Szot arrived in New York City from Texas eighteen years ago and has since established himself as a pillar of the New York art scene. Known for his abstract oil on linen paintings that are at once frenetic and lyrical, Szot’s process is one of editing and problem solving. Kaleidoscopic in nature, a singular motion on the canvas leads to several others, multiplying on themselves until the painting reaches a greater conclusion.
Rich with layers of depth and color, the works open up to the viewer over time, continually revealing more about themselves and their histories. Through their titles, Szot offers glimpses into his artistic journey, often referencing playful nods to his own life. With each look, there is something new to be discovered. Although inspired by masters such as Francis Bacon and Philip Guston, Szot’s paintings communicate a message that is exceptionally his own.
Szot’s focus is the singularity. The purpose of his work is communication through the creation of objects that will never be repeated. Each piece carries with it a message unique unto itself, a story told to the viewer over time as a reward for careful study.
The artist states:
It is very important to create singularities, objects that don’t repeat and can maintain authorship throughout. Doing this naturally creates a history of work that others can look at and actively participate in. It is very seductive to spend time with a piece of someone’s history, especially if it is one that won’t ever be repeated. Your painting has now become a watermark of your life, and more than that, strangers can come and interact, empathize, and discover parts of who they are through your work. It’s a conversation with a person they never necessarily have to meet.

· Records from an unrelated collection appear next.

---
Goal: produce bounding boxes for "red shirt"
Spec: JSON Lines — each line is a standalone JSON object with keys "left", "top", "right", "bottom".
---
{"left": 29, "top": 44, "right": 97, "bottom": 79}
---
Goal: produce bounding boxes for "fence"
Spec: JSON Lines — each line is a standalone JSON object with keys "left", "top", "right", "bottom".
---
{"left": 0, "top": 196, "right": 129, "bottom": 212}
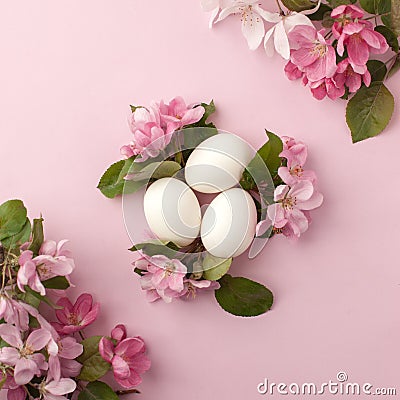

Szot (b. 1976) has exhibited his work in many galleries across the United States from New York to Los Angeles and Texas. Szot's paintings have been exhibited in the Saatchi Gallery in London and, in 2014, the artist was invited to participate in the Whitney Museum Art Party. His work is in public collections, including Credit Suisse, and numerous private collections, such as Beth DeWoody and the Bass Family. The artist currently lives and works in Brooklyn, New York. This will be the artist’s first solo exhibition at Anita Rogers Gallery.